Perception is not broken, focus is: Most failure cases describe the scene correctly but fail at reasoning due to attention dispersion, correcting the common view that CoT degradation is due to perceptual loss.
High total attention \(\neq\) good visual processing: Only heads with high \(R_{img}\) and low \(H_{img}\) are truly grounded; high attention spread uniformly across the image is ineffective.
Robust \(R_{img}\)–\(H_{img}\) linear relationship: This occurs across architectures (\(r>0.9\)), enabling unsupervised visual head selection as a foundation for the method.

Highlights & Insights¶

Quantifying "Deeper Thought, Weaker Aim": The paper moves from documenting "CoT drops accuracy" to identifying "attention dispersion" as a measurable, actionable cause.
Replacing supervision with linear correlation: Discovering \(R_{img}=k H_{img}+b\) turns a supervised problem (finding visual heads) into a statistical one, which is highly transferable.
"Negative Sample" Denoising: Using early-layer background heads as a template to subtract "sinks" is a clever way to self-correct bias without hard-coding masks.
Selective Weighting: By only touching visual heads, the method preserves reasoning fluency, explaining why it reduces hallucinations without breaking language logic.

Limitations & Future Work¶

This is a post-hoc intervention (treating symptoms). Future work might use RL to train "visually grounded reasoning" to prevent dispersion at the source.
Experiments focus heavily on the Qwen family; multi-family cross-architecture analysis is present but benefits on the method side could be more extensive.
Introduces multiple hyperparameters (\(\lambda, \tau, \gamma, k\)); sensitivity analysis is somewhat limited.
Absolute gains in accuracy on some benchmarks are modest; the primary value lies in reducing the off-topic index and improving grounding.
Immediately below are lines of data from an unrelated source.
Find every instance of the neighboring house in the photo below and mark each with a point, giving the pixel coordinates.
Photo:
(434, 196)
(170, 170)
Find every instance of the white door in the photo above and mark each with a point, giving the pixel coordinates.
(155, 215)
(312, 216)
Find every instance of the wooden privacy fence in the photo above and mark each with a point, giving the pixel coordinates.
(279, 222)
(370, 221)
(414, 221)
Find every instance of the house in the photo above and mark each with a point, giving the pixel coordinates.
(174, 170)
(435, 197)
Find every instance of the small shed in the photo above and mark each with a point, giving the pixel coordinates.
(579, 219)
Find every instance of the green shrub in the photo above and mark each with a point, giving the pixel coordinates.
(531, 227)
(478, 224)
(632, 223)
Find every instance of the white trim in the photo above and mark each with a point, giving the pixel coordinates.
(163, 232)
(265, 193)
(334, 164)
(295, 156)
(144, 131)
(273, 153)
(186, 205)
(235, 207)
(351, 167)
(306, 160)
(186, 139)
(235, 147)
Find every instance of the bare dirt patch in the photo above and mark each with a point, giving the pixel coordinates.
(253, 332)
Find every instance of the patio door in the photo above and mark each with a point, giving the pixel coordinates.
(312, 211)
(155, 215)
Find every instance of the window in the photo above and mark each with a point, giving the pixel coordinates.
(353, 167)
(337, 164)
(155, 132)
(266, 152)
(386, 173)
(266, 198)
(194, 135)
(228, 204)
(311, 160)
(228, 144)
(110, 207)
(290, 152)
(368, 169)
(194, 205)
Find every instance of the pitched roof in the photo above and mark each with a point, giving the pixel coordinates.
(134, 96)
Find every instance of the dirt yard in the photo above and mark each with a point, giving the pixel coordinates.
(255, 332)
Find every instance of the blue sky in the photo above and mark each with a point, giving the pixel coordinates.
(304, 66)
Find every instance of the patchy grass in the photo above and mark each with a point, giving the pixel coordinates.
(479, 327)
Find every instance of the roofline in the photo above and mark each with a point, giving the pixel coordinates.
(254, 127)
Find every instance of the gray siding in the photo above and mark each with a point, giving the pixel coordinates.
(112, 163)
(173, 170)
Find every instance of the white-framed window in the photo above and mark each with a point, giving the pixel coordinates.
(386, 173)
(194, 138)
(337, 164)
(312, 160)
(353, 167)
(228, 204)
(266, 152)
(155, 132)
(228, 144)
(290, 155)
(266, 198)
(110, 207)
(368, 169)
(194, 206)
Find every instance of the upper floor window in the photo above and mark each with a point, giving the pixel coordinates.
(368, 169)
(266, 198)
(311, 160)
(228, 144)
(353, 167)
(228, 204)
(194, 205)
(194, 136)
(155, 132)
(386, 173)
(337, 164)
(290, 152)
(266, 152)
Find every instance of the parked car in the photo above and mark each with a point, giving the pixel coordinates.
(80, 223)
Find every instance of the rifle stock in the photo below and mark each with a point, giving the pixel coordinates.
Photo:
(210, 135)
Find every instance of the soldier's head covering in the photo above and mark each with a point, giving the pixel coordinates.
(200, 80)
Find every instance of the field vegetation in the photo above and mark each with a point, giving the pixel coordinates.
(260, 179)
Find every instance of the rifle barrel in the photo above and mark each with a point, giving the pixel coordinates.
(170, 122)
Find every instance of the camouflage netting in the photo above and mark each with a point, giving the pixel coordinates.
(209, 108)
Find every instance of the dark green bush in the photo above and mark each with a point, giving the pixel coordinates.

vs. ICoT / DeepEyes: They focus on "what visual information to include" via retraining; VRGA focuses on "where to look" via training-free inference intervention.
vs. Zhang et al. / Liu et al.: They stay at the layer level or provide diagnosis; VRGA moves to the head level and provides an intervention.
vs. Li et al. (Attention Sink Recognition): Instead of just excluding sinks, VRGA uses background heads to cancel out sink biases, allowing for more fine-grained relevance detection.

Rating¶

Novelty: ⭐⭐⭐⭐⭐ Redefining CoT degradation as attention dispersion and using the \(R_{img}\)-\(H_{img}\) relationship for unsupervised selection is highly innovative.
Experimental Thoroughness: ⭐⭐⭐⭐ Strong multi-model validation and masking experiments, though hyperparameter sensitivity is not fully detailed.
Writing Quality: ⭐⭐⭐⭐ Clear logic from diagnosis to solution; metrics are well-defined.
Value: ⭐⭐⭐⭐⭐ Training-free, plug-and-play, and interpretable—highly valuable for any MLLM running CoT.